Novel Girls: Getting Rid of Info Dumps and Ages

15 Jan

I had greatly missed my girls nights with my fellow Novel Girls. SG and Nicole were able to come over Thursday night while KK safely stayed home and did not brave these terrible Michigan roads. (I think the pot hole I hit a half hour ago knocked my axle back into alignment. They’re powerful.) So after a bit of girl talk and pizza, my husband left and we started reading.

Nicole and SG brought the first part of their NaNo stories and I had the next section of my novel (we’re getting toward the climax now). We started with Nicole, who was in a really difficult position. About three chapters into her NaNo, she decided to completely change the character’s relationships and jobs and pretty much everything else about her story. This was SG’s idea and makes for a pretty sweet ending, but the beginning is not at all related. She cleaned it up as much as she could for us and we read through the first chapter.

The one thing we both noticed was how much back story she had added to make the setting shift work. The way the characters knew each other in her original idea was very simple and went with their jobs but when the switch happened, everything was more complicated and necessitated a lot of explanation. This got us talking about ways to work in back story without explanatory paragraphs. My recommendation was to bring it through in dialogue. If two characters were friends in college, the narrator can tell us and we’ll know, or one of the characters can say, “Compared to the time we spent together at school, I feel like I never see you anymore!” Boom, info available. SG agreed but felt that the description of the company would be harder to work into dialogue. Her suggestion was to simplify the setting. Instead of being set at a private investigative company that contracts with the police, she suggested making the company a precinct. Because of all the cop shows on TV, most people have some vague idea of how a detective fits into a precinct and it wouldn’t have to be explained.

I personally have two other techniques for avoiding the info dumps I had at the beginning of my rough draft. The first was to see if I could move it at least three chapters into the book. At that point, I think, readers are more likely to read it without their eyes glazing over because they have a deeper interest in your characters and learning their back story is more interesting. The other is to cut it completely. If it’s not important enough that it can come up in conversation, I ask myself if the fact is so important that it needs to be said at all. A lot of the time, the answer is no.

How do you avoid info dumps in your story? Is a lot of back story something you notice as a reader?

SG’s story started off with two homeless guys and their daily struggle. I assumed based on the situation that they were somewhere between seventeen and thirty. She had one line that said “The boys giggled” that really threw me off.
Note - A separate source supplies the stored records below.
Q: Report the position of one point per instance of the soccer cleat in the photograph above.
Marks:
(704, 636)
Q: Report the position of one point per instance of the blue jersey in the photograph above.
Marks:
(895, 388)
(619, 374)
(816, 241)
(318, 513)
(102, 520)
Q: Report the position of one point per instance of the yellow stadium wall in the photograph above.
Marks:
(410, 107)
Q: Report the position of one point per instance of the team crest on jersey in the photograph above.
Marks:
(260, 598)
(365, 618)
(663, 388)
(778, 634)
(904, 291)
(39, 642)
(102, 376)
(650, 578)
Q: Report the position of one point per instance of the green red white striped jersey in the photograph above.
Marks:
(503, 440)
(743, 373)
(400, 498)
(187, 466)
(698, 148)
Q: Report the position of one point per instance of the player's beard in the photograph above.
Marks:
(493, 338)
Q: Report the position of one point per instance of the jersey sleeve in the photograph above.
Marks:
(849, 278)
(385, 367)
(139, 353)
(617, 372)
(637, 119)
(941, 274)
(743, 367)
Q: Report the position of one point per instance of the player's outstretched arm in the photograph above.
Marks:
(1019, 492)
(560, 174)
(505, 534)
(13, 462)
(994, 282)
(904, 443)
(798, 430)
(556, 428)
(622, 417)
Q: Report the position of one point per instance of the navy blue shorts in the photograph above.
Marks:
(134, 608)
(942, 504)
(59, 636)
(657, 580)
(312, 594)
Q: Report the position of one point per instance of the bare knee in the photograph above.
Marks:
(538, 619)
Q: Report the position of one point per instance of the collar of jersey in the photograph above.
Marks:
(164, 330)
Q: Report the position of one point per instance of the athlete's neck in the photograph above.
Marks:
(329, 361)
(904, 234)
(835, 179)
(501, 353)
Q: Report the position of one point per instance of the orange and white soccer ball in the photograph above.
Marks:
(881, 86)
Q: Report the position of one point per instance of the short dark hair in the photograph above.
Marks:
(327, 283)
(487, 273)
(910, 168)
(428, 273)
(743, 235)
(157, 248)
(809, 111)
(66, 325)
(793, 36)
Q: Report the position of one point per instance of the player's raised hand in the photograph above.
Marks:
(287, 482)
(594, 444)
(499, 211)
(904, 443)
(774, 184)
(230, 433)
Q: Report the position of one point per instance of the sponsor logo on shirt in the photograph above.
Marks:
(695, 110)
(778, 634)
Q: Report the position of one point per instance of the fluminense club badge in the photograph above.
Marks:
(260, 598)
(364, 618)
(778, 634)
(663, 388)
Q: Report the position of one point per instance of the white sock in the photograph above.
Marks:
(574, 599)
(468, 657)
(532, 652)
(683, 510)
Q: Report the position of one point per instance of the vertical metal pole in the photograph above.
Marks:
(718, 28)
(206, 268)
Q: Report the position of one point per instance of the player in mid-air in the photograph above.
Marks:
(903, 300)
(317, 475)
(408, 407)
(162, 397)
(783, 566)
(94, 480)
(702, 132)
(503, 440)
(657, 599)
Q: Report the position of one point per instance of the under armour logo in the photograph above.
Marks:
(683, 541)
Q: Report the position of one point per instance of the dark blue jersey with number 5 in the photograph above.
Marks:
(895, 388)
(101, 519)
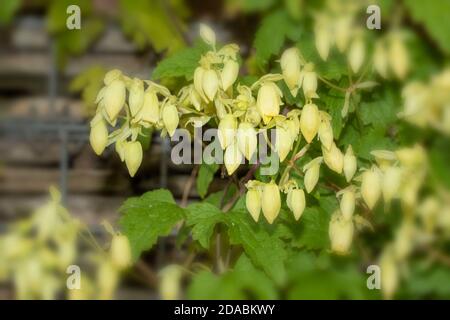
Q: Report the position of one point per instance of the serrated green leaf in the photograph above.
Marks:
(434, 18)
(205, 177)
(180, 64)
(148, 217)
(203, 217)
(270, 36)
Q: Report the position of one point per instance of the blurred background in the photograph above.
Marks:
(50, 77)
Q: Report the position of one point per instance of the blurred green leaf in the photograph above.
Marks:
(264, 249)
(202, 218)
(148, 217)
(205, 177)
(434, 18)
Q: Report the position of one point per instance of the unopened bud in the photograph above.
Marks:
(120, 251)
(229, 74)
(227, 130)
(247, 139)
(232, 158)
(98, 136)
(341, 233)
(270, 202)
(333, 158)
(170, 118)
(114, 98)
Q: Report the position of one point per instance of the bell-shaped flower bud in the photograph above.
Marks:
(120, 149)
(356, 54)
(371, 186)
(232, 158)
(227, 130)
(392, 177)
(247, 139)
(120, 251)
(98, 136)
(210, 84)
(283, 142)
(253, 202)
(309, 121)
(114, 98)
(341, 233)
(343, 30)
(111, 75)
(229, 74)
(136, 96)
(150, 109)
(380, 59)
(296, 202)
(133, 156)
(270, 201)
(310, 84)
(333, 158)
(348, 201)
(350, 164)
(170, 118)
(170, 282)
(398, 57)
(326, 134)
(290, 67)
(268, 101)
(312, 171)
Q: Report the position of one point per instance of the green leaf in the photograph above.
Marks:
(203, 217)
(270, 36)
(264, 249)
(205, 177)
(434, 18)
(148, 217)
(381, 111)
(180, 64)
(7, 10)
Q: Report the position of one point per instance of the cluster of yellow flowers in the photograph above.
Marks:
(36, 252)
(429, 104)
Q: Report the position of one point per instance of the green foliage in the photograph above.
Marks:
(202, 218)
(180, 64)
(145, 218)
(205, 177)
(433, 16)
(152, 23)
(7, 10)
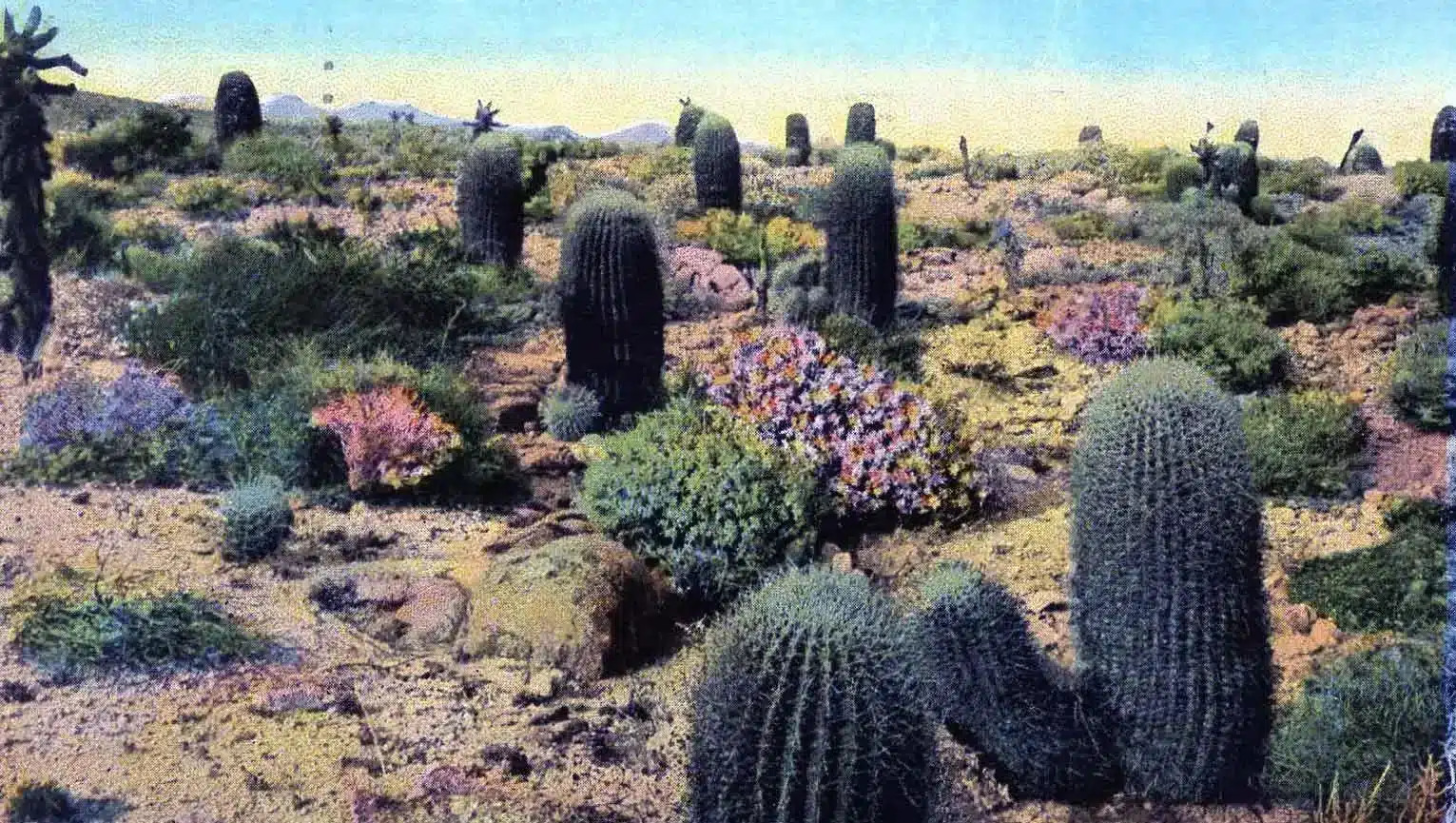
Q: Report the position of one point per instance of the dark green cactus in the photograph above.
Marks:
(797, 140)
(1003, 698)
(612, 301)
(491, 203)
(235, 108)
(1168, 605)
(717, 165)
(688, 121)
(860, 127)
(811, 710)
(861, 239)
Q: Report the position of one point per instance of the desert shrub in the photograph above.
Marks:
(874, 441)
(1392, 586)
(1304, 443)
(1102, 326)
(695, 491)
(1362, 714)
(570, 413)
(1226, 338)
(1417, 373)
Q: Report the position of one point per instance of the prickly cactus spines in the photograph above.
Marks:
(860, 127)
(1168, 608)
(491, 203)
(1003, 698)
(717, 165)
(811, 710)
(797, 140)
(861, 238)
(236, 111)
(612, 301)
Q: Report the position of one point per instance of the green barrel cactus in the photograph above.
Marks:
(1003, 698)
(811, 710)
(236, 111)
(717, 165)
(612, 301)
(797, 140)
(1168, 608)
(491, 203)
(861, 238)
(860, 127)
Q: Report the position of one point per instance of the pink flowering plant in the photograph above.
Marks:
(874, 441)
(1102, 326)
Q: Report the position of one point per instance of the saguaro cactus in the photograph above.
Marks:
(612, 301)
(24, 169)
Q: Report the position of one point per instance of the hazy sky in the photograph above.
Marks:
(1014, 73)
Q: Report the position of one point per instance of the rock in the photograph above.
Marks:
(581, 603)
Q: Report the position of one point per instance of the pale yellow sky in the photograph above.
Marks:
(993, 108)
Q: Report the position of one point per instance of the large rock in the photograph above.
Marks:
(583, 605)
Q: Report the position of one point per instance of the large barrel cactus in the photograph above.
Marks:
(1168, 605)
(491, 203)
(861, 238)
(860, 127)
(612, 301)
(236, 111)
(717, 165)
(1003, 698)
(797, 140)
(810, 710)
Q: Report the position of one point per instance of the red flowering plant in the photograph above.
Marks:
(389, 438)
(874, 441)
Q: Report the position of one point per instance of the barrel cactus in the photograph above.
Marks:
(612, 301)
(861, 238)
(491, 203)
(810, 708)
(861, 124)
(717, 165)
(236, 111)
(1167, 595)
(1003, 698)
(797, 140)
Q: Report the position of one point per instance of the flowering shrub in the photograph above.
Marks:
(1102, 326)
(872, 441)
(389, 439)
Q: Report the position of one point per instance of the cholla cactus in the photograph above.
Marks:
(24, 169)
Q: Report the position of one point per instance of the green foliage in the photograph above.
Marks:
(1167, 587)
(258, 519)
(1393, 586)
(1417, 373)
(693, 490)
(1228, 340)
(810, 708)
(1304, 443)
(1369, 711)
(1002, 696)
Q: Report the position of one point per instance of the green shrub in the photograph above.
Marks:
(1305, 443)
(1392, 586)
(1418, 369)
(1362, 714)
(258, 519)
(695, 491)
(1228, 340)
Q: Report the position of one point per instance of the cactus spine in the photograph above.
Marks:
(797, 140)
(717, 165)
(491, 203)
(612, 301)
(861, 239)
(860, 127)
(235, 109)
(810, 710)
(1167, 592)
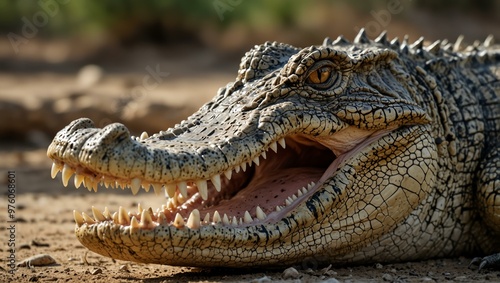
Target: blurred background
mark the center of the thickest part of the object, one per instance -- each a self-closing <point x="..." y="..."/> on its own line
<point x="149" y="64"/>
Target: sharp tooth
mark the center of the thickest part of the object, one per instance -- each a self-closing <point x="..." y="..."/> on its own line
<point x="144" y="136"/>
<point x="78" y="218"/>
<point x="282" y="142"/>
<point x="247" y="218"/>
<point x="228" y="174"/>
<point x="134" y="224"/>
<point x="206" y="219"/>
<point x="225" y="219"/>
<point x="202" y="188"/>
<point x="146" y="220"/>
<point x="194" y="219"/>
<point x="106" y="213"/>
<point x="183" y="189"/>
<point x="145" y="186"/>
<point x="135" y="185"/>
<point x="178" y="221"/>
<point x="87" y="218"/>
<point x="216" y="182"/>
<point x="115" y="218"/>
<point x="78" y="180"/>
<point x="66" y="174"/>
<point x="157" y="187"/>
<point x="162" y="219"/>
<point x="98" y="214"/>
<point x="170" y="189"/>
<point x="123" y="217"/>
<point x="274" y="146"/>
<point x="55" y="169"/>
<point x="260" y="214"/>
<point x="216" y="217"/>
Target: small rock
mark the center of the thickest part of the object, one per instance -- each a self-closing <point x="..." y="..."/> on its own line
<point x="37" y="260"/>
<point x="96" y="271"/>
<point x="290" y="273"/>
<point x="387" y="277"/>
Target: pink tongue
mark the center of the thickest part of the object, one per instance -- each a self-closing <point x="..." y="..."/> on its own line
<point x="267" y="192"/>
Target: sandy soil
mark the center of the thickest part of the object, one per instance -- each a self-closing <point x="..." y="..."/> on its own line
<point x="43" y="207"/>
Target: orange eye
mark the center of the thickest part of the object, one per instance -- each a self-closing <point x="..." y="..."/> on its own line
<point x="320" y="76"/>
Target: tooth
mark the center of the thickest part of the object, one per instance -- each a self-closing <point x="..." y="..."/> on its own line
<point x="225" y="219"/>
<point x="260" y="214"/>
<point x="134" y="224"/>
<point x="216" y="217"/>
<point x="183" y="189"/>
<point x="115" y="218"/>
<point x="144" y="136"/>
<point x="98" y="214"/>
<point x="78" y="180"/>
<point x="228" y="174"/>
<point x="282" y="142"/>
<point x="146" y="220"/>
<point x="170" y="189"/>
<point x="106" y="213"/>
<point x="78" y="218"/>
<point x="206" y="219"/>
<point x="66" y="174"/>
<point x="145" y="186"/>
<point x="274" y="146"/>
<point x="157" y="187"/>
<point x="194" y="219"/>
<point x="87" y="218"/>
<point x="202" y="188"/>
<point x="161" y="218"/>
<point x="123" y="217"/>
<point x="247" y="218"/>
<point x="178" y="221"/>
<point x="55" y="169"/>
<point x="216" y="182"/>
<point x="135" y="185"/>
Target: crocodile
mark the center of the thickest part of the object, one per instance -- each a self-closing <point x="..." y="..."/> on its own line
<point x="349" y="152"/>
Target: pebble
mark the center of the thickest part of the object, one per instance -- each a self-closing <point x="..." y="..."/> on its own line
<point x="37" y="260"/>
<point x="290" y="273"/>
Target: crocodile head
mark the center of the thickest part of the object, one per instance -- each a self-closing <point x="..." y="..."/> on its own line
<point x="311" y="153"/>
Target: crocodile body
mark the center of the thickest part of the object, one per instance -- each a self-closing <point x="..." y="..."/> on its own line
<point x="347" y="152"/>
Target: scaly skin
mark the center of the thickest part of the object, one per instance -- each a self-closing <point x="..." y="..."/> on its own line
<point x="387" y="152"/>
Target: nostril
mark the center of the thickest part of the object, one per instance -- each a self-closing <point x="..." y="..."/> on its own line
<point x="82" y="123"/>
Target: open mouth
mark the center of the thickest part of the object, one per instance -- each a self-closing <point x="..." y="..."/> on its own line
<point x="261" y="190"/>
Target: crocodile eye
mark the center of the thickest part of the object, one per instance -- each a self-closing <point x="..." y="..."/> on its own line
<point x="322" y="75"/>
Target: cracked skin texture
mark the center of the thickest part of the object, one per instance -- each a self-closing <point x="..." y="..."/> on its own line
<point x="343" y="153"/>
I thought it was referring to the characters as boys but Nicole pointed out that many times people do refer to grown men as boys to demonstrate a casualness. She suggested it was more a combination of “boys” and “giggled” that made us think they were young. SG agreed and said she would revise the sentence but it brought up a bigger question for me; how do you establish age without saying it?

I had the same problem with my novel, which opens with a fight on school property. I had multiple people who read it and thought the characters were in elementary school when they were 16/17. I had to add the phrase “high school” to give off a better impression.

I tried Googling advice on this and the internet came up pretty dry. So here we go with some solid Sam advice.

  • The way a character speaks can give an impression of age. For example, does the character refer to his mother as mom, mommy, or by her first name? All of these can give us an age impression.
  • Talk about how long he has been doing something. If Joe has been in retail for 20 years, we get an idea of how old he is.
  • When the character’s appearance is described, use words like young, bright, old, aged, weathered, etc. to describe an appearance.
  • Age of other characters can be alluded to in the same way. If someone’s best friend has a lined face, the character is probably around the 45-60 range, not 32. If someone’s mom is young and lively, his is most likely not in his 50s.

There you are, Reader. I know you were hoping for some solid Sam advice. Is this advice helpful? How do you imply age without stating a number? Please leave a comment and let me know, Reader! I love hearing from you.

Until next time, write on.

2 Responses to “Novel Girls: Getting Rid of Info Dumps and Ages”

  1. schillingklaus May 2, 2014 at 4:25 AM #

    I like info dumps as a reader;therefor, I do not avoid them at all as a writer. Don’t like it—don’t read it!


    • Sam May 2, 2014 at 6:35 AM #

      That makes sense. Now that I write I’m very aware of them and they bother me so I try to avoid them per my personal preference.